The death toll is expected to hit 10,000, with most of the dead in the Miyagi prefecture at the epicenter of the 9.0-magnitude earthquake and ensuing tsunami, which wiped out whole beach towns with 30-foot-high waves.

On one beach in Miyagi, about 2,000 bodies washed ashore, the Kyodo news agency reported Monday.

Since the earthquake struck Friday, Japan has been rocked by more than 300 powerful aftershocks, with one registering 6.4 magnitude.

Outside of the immediate disaster area, many Japanese were asking themselves whether to heed the calming words of the Japanese government, telling them to stay put to conserve energy, or follow the advice of foreign governments warning their citizens to flee the country.

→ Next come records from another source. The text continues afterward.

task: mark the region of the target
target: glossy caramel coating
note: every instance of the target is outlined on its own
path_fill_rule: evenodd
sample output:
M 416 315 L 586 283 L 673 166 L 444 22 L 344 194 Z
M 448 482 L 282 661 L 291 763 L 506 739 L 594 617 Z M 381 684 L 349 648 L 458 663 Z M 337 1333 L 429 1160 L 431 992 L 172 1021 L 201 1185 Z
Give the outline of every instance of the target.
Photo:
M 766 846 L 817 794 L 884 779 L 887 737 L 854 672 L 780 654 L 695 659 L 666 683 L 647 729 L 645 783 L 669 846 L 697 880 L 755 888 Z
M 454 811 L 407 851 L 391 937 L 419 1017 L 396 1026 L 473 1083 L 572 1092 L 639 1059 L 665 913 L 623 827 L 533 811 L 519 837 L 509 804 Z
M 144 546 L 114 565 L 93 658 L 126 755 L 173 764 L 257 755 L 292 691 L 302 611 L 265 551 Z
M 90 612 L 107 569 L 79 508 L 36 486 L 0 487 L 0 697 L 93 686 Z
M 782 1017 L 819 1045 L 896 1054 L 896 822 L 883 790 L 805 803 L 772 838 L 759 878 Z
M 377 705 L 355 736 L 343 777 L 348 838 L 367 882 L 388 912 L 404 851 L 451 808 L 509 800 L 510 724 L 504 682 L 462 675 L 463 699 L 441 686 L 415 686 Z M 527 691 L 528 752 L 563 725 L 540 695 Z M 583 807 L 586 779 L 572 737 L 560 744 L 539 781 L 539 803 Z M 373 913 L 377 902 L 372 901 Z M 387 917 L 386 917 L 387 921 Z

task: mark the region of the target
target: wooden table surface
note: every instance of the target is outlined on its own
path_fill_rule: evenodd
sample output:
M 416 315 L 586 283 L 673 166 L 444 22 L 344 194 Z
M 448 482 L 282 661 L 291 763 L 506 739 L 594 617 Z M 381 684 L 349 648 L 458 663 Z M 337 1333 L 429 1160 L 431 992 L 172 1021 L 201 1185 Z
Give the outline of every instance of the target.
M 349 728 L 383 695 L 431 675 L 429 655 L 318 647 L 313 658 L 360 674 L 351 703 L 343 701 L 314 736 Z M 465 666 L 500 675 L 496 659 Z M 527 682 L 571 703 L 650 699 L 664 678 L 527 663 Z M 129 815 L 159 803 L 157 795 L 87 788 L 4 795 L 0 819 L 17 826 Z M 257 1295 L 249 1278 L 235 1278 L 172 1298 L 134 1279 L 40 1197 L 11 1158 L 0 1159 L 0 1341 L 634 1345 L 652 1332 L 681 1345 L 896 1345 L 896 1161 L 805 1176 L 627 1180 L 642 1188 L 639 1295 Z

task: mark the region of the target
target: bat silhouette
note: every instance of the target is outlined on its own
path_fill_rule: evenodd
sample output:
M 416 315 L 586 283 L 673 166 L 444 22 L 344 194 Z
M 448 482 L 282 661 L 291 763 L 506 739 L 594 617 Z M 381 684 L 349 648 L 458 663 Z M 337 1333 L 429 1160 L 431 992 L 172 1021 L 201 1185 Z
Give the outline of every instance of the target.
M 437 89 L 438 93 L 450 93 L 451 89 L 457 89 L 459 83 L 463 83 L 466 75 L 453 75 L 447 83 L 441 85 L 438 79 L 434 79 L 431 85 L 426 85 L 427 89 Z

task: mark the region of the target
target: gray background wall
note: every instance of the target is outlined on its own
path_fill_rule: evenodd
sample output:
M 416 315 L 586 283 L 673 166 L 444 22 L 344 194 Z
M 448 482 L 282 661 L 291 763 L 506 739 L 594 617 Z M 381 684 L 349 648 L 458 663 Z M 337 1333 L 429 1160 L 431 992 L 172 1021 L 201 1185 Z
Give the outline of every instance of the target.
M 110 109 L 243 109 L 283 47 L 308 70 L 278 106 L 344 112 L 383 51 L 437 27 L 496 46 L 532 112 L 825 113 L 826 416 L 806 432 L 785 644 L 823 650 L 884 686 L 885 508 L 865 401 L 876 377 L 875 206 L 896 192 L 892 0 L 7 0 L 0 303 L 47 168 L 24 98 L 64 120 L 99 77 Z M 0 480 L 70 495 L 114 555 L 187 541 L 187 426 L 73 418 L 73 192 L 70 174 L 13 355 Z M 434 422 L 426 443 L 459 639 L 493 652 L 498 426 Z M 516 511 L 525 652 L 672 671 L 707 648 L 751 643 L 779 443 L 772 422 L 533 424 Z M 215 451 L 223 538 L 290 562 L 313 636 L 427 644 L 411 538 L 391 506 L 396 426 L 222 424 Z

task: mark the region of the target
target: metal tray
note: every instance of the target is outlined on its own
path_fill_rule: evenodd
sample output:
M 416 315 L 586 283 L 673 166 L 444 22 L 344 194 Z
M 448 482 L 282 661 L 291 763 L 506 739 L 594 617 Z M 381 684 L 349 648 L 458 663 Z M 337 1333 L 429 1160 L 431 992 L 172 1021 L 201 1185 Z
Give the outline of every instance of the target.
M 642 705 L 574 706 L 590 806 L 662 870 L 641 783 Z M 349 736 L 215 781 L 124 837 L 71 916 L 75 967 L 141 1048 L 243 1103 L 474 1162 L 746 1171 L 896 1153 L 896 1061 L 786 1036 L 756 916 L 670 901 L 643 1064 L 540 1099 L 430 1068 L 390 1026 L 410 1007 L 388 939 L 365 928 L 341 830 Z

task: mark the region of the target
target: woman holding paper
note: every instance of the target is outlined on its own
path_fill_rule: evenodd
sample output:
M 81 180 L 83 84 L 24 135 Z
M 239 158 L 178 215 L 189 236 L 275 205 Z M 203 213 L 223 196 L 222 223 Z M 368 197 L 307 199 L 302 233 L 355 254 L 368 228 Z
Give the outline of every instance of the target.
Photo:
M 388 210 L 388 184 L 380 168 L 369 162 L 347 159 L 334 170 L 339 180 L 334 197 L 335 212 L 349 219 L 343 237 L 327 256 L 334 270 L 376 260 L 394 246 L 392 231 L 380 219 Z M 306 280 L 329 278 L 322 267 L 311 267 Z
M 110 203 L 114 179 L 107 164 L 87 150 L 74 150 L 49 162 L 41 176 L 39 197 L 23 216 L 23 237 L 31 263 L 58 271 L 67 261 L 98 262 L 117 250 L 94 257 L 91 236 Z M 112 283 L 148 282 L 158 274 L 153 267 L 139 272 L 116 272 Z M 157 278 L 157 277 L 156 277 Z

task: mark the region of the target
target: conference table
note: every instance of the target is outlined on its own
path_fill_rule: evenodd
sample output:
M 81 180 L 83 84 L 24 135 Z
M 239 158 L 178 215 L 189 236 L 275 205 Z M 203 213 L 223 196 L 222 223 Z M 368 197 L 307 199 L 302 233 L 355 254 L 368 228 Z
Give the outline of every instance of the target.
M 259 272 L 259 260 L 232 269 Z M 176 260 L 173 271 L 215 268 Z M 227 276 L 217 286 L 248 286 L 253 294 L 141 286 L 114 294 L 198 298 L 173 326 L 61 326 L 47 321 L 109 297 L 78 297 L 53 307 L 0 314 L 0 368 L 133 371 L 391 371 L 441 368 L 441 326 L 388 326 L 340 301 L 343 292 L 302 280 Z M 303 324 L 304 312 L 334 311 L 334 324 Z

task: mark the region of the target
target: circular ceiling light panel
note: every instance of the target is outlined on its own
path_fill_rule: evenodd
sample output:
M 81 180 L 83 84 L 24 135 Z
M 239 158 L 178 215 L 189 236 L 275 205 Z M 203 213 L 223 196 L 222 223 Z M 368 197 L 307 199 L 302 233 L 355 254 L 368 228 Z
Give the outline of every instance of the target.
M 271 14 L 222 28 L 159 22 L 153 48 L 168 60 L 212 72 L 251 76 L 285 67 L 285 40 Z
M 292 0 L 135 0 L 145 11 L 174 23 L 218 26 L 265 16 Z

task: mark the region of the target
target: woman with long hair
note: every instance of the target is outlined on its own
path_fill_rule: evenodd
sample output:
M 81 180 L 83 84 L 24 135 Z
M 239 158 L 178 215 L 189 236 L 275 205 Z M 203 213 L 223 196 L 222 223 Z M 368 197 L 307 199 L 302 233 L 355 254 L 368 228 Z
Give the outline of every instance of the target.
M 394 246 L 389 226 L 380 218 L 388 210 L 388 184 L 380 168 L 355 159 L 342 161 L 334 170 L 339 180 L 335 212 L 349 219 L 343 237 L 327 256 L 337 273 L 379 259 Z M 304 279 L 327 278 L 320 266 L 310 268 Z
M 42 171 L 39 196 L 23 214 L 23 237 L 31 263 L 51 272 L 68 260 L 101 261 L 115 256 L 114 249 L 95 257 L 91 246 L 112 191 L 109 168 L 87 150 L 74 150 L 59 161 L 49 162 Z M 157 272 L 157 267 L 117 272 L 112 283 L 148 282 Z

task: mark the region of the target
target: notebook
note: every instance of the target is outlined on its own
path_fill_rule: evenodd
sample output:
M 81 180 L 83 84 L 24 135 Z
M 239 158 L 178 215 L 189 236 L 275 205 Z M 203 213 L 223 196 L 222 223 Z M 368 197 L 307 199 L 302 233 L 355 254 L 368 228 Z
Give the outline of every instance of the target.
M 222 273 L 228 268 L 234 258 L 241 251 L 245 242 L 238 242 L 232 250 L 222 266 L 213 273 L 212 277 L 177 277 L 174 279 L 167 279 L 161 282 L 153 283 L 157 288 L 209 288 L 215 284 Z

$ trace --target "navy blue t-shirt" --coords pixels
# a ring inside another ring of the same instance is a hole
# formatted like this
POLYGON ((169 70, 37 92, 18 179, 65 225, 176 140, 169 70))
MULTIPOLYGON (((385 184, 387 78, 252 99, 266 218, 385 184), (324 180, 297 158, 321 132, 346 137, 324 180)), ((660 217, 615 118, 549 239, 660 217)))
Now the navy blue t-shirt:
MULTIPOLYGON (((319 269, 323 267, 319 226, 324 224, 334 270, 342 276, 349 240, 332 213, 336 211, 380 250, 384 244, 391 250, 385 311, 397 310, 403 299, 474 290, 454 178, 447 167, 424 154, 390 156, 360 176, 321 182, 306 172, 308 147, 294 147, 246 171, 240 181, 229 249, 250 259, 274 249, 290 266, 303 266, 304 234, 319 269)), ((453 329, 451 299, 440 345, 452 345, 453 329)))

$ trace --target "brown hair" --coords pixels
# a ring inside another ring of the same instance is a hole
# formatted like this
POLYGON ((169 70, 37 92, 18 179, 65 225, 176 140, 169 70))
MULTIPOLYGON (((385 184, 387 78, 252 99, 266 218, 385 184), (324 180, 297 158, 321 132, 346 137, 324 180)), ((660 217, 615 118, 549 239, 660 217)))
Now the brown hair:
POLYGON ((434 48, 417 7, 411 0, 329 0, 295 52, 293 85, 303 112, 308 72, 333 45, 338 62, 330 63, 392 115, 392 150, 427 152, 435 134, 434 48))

Facing power shortages, the government asked workers to stay home Monday morning instead of using up scarce electricity on Tokyo’s spiderweb of trains and subways, which ran irregular services.

Yet many workers crowded around stations during morning and evening rush hours, saying they did not want to let down their co-workers and bosses. Unable to reach their jobs, other office workers spent a warm, sunny day on park benches.

Foreigners following the warnings of the French, German and other embassies to flee the Kanto area, which includes Tokyo and Yokahama, found it hard to catch trains or buses to the airport, where many waited in line for airlines to clear backlogs of delayed flights.

To save energy, companies, including carmakers Toyota and Honda, suspended production at factories, and department stores such as Mitsukoshimae shuttered their doors.

State broadcaster NHK planned to take two channels off the air for five hours after midnight Monday. Many downtown office employees worked in darkened rooms.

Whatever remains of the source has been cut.